After eight consecutive Fed rate hikes, investors finally have an alternative to risky assets: USD cash. Treasuries will follow.
TINA, the well-known acronym for ‘there is no alternative’, has been widely used to justify moving into risky assets. In other words: the only way to make decent returns is, it was thought, to take on additional risk. But these days, there is an alternative: USD cash. After eight consecutive Fed rate hikes in the past three years, US cash is emerging as an attractive asset class. The flipside, however, is downward pressure on bond returns. We see this downward pressure on bond returns as just a temporary setback which ultimately creates a good buying opportunity for US bonds.
In recent years, the Fed has carefully guided the market through quantitative tightening and multiple rate raises. This has taken place against a favorable backdrop of positive but not exceptional economic growth, improving but below target inflation, and quantitative easing programs by other central banks.
The Fed’s ‘better safe than sorry’ approach and a market that continued to lag the central bank in pricing in rate hikes created a highly supportive environment for financial markets. But as things stand now, we think we are moving towards a different phase of the cycle. This is illustrated by factors such as US growth, which accelarated to an annualized rate of 4.2% in the second quarter of 2018.
Inflation is also currently above target, while unemployment is far below its natural rate. And if that isn’t enough, the US administration is pursuing an extremely procyclical policy that includes substantial tax cuts and deregulation. As a consequence, the US is facing the exceptional situation of rising budget deficits and accelerating economic growth – something we normally only see when the country is at war.
From both a policy and an economic perspective, we think that higher rates are warranted. To make things worse, there are developments that could tip the balance of supply and demand for US bonds towards supply.
The policy of the US government is putting pressure on budget deficits across the board. These deficits need to be funded, so bond issuance should increase. Unfortunately, this will happen at a time that the demand for these bonds is likely to waver. We will have passed the peak of quantitative easing by the ECB and the BOJ, and the Fed will accelerate the pace of its balance-sheet wind down. This will release the global bond market from the grip of the central banks.

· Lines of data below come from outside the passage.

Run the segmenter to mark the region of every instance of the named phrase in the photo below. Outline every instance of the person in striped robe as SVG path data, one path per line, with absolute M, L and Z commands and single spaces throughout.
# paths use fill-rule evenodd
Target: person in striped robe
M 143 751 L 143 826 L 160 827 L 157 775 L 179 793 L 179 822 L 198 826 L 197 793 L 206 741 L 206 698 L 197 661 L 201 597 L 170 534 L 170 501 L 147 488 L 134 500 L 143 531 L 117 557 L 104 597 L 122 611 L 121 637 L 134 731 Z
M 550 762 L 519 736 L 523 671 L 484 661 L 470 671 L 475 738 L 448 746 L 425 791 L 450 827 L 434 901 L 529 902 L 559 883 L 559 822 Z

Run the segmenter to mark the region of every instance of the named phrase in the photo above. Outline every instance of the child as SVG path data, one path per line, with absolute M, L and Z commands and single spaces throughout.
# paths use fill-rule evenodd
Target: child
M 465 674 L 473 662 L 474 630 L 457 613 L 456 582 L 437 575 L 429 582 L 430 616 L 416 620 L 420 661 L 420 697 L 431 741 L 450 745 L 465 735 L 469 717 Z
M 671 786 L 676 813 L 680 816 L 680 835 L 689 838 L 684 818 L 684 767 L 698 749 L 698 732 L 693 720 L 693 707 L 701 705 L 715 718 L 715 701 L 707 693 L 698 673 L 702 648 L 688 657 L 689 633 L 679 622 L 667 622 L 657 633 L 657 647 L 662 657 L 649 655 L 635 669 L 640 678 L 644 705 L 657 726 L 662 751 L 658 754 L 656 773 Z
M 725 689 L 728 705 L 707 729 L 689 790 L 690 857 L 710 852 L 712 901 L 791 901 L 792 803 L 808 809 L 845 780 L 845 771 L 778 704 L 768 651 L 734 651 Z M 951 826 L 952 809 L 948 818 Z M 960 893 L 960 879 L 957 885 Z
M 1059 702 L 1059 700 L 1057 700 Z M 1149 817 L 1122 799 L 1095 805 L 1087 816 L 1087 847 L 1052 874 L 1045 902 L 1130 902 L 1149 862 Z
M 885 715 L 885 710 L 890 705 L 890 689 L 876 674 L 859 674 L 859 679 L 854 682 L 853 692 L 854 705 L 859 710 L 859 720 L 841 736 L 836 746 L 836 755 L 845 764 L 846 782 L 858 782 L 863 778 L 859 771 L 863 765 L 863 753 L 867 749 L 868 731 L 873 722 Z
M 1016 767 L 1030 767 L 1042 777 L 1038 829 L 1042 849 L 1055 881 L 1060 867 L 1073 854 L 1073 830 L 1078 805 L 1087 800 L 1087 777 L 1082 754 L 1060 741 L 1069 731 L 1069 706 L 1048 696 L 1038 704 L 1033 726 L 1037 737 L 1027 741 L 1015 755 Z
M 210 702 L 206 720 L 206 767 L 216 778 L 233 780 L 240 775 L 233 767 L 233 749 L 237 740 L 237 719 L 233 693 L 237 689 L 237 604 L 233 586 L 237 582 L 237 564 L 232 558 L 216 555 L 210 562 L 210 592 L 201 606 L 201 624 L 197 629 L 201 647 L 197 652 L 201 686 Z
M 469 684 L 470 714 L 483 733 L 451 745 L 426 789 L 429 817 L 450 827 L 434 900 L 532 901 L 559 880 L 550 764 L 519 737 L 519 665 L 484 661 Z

Another compounding factor is the flat US yield curve. This makes it less appealing for non-US residents to buy US bonds on a hedged basis. Hedging the currency risk almost completely wipes out the advantage of higher US rates – unless, that is, investors believe that the positive difference in rates outweighs the higher volatility of their portfolios.
In the Trump era, everything is extremely politized – a factor that also needs to be taken into account. The US president has complicated the job of the Fed by publicly announcing that he was “not thrilled” and “should be given some help” by the central bank. “Every time we do something great, he raises the interest rates,” said the president, adding that Mr. Powell “almost looks like he’s happy raising interest rates.”
This pressure won’t however keep the Fed from hiking rates at a modest pace. But it will err on the side of caution. As a consequence, the bond market will tighten and the US yield curve will steepen – basically doing the job for the Fed. The bond market vigilantes will stage a comeback as the bond market awakes from its Fed-induced coma.
We have yet to reach a peak in long-term yields. Throughout the cycle, central banks have been very transparent about their actions. This has enhanced the effectiveness of these actions as market participants have had time to adjust and stay ahead of the game. Given where we are in the cycle now and the steady ascent towards 3% of the federal funds rate, which is widely regarded as the neutral rate, we think that uncertainty will grow among market participants as forward guidance from the Fed recedes.
All of this means that US Treasuries are not yet a good alternative for risky assets. However, as we highlighted in our general view, we believe the market may have two faces in 2019. If this happens, market participants would do well to move into Treasuries at some time next year. Tightening at the middle and long end of the yield curve will be carried over to the short end: the Fed will hike rates above neutral.
This could spark fears of a recession. In such an environment, we expect Treasuries do to well. Given their attractive starting yields, we can finally say that the TINA story is over.